Seasonal Pertty Everday Nature Down Home
As many a school child has been, I was captivated by the seeming simplicity of the Haiku form of poetry. Three lines, 17 syllables and no rhyming necessary. Just enough rules to recognise the form, but not enough to make it boring. Furthermore, I found Haiku to have a rhythm not far off the short, clipped cadence of the rural Kentucky people I grew up around and admired so much. My parents, grandparents, aunts, uncles and the many friends of the family spoke in a way that often seemed simple, but bore generations of wisdom and lingering insights into the workings of the world. Phrases that said far more than the sum of their words like “that dog won’t hunt”[The item or person in question is not fit for purpose], “a cat in a room full of rocking chairs”[the said person or animal is quite nervous], and “like a mule eating briars” [a forced smile that is less than genuine given the task at hand]. It was through this lens that I began to look further into the Haiku and its predecessors. The connection with nature and the seasons agreed with my rural folk. The sly surprise often found in the meaning and the willingness to sit back and let something sink in found resonance with me and my folk as well. This website and the publications you find herein are my little contribution to the people I respect in a literary form that may be geographically displaced, but kin in any other fashion.

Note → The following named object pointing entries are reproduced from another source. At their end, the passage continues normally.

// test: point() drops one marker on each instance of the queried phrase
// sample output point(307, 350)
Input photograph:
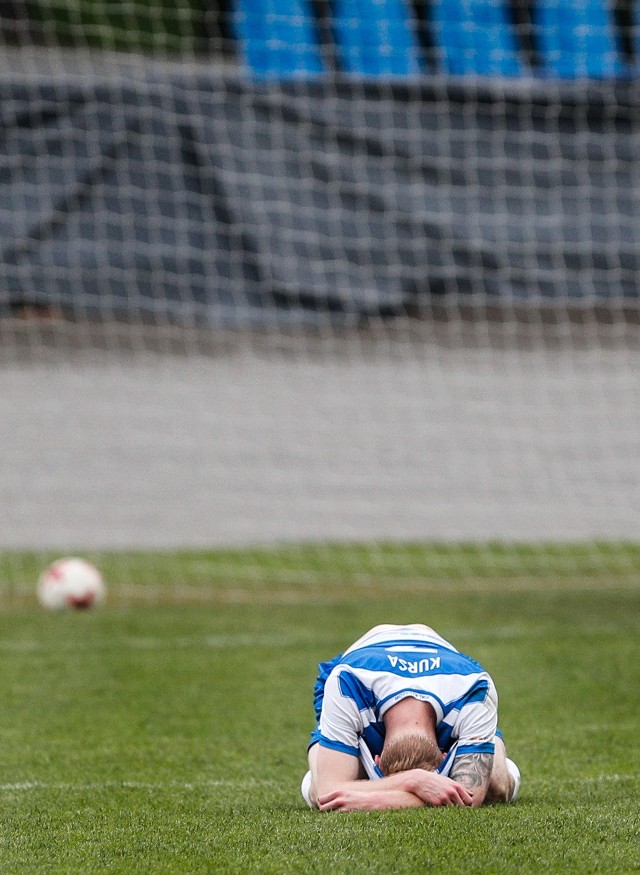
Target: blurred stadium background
point(284, 272)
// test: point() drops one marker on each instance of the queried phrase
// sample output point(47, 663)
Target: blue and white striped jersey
point(389, 663)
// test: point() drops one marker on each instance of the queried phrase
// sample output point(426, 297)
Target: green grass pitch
point(166, 732)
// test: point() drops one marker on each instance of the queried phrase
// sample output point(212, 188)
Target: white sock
point(514, 771)
point(305, 787)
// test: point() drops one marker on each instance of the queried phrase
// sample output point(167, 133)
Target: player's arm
point(476, 730)
point(473, 771)
point(338, 788)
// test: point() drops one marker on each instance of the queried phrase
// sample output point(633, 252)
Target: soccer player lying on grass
point(404, 721)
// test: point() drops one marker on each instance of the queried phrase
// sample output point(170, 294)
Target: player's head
point(409, 750)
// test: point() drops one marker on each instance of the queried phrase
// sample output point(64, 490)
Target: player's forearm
point(473, 771)
point(360, 799)
point(429, 788)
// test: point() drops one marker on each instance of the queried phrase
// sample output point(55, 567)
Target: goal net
point(278, 278)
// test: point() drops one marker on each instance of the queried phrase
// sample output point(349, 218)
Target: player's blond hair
point(411, 750)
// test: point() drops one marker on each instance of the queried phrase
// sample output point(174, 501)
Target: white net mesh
point(287, 273)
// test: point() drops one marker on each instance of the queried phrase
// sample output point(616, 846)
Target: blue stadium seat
point(376, 38)
point(475, 37)
point(278, 38)
point(576, 38)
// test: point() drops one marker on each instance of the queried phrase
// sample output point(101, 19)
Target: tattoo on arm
point(473, 770)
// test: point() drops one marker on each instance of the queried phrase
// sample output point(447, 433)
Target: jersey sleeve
point(477, 722)
point(340, 723)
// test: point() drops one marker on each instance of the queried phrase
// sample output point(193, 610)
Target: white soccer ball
point(70, 583)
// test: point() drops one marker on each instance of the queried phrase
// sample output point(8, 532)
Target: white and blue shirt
point(389, 663)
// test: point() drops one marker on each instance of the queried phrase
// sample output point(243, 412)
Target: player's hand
point(436, 790)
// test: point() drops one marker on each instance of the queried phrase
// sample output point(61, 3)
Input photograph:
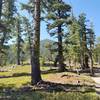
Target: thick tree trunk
point(0, 8)
point(85, 57)
point(60, 50)
point(18, 42)
point(35, 64)
point(18, 49)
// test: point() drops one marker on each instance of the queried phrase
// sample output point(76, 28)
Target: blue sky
point(90, 7)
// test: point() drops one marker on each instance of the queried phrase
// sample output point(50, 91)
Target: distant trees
point(19, 39)
point(35, 62)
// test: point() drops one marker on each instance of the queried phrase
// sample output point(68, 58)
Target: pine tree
point(83, 41)
point(35, 63)
point(58, 13)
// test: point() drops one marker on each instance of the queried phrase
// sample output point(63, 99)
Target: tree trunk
point(18, 49)
point(18, 42)
point(0, 8)
point(60, 50)
point(35, 64)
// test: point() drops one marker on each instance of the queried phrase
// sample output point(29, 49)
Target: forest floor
point(15, 85)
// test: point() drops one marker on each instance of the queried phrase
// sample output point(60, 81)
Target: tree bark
point(0, 8)
point(35, 64)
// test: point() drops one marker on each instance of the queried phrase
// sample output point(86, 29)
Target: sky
point(90, 7)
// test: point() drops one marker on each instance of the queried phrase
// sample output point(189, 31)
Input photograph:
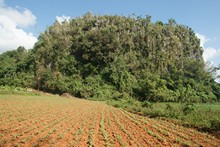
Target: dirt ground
point(55, 121)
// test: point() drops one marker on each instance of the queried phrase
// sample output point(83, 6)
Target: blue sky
point(203, 16)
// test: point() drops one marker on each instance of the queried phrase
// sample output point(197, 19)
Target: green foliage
point(115, 57)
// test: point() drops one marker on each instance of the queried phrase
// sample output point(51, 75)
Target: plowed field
point(58, 121)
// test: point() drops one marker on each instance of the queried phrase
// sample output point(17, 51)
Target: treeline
point(114, 57)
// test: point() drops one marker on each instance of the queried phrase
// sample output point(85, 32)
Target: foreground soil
point(57, 121)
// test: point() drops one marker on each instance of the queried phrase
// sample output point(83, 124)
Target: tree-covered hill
point(114, 57)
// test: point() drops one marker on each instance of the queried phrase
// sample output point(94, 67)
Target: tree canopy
point(114, 57)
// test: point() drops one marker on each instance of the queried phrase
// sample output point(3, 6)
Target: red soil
point(54, 121)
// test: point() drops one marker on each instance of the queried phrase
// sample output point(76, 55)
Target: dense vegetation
point(128, 61)
point(114, 57)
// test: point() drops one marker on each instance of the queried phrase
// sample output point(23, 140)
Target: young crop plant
point(104, 133)
point(121, 126)
point(91, 132)
point(161, 139)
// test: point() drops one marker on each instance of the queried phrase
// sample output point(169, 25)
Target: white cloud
point(1, 2)
point(209, 53)
point(12, 24)
point(202, 38)
point(63, 18)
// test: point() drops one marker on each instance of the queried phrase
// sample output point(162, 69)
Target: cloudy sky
point(21, 21)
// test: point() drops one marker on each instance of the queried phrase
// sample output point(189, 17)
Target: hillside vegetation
point(114, 57)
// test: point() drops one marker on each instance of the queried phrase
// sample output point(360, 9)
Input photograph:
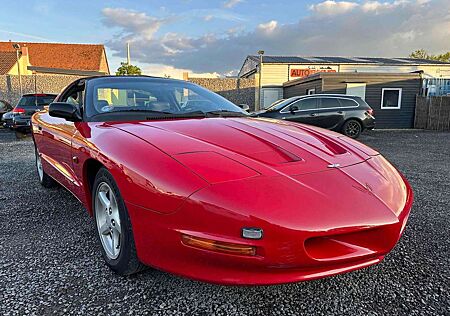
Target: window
point(391, 98)
point(327, 103)
point(348, 103)
point(308, 104)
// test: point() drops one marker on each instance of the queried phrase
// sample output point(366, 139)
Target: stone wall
point(238, 91)
point(10, 88)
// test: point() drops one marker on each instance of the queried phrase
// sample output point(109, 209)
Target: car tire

A word on the study of Japanese poetry. As many of you will know and just a little bit of research will show, there are some questions and arguments about forms, requirements and the history of the Haiku and its related forms. I have used what seemed to me to be as close to consensus as I could find on the subjects. With this in mind, I constructed all of these poems in strict accordance with tradition, except when it didn’t suit me none.
This site is dedicated to the people I loved to hear speak, but only spoke when it was needed. Some of them are in need, so 51% of any profits made from this site and works derived from this site will be given to The Christian Appalachian Project that is “focused on promoting dignity and independence among Appalachian residents struggling against poverty.”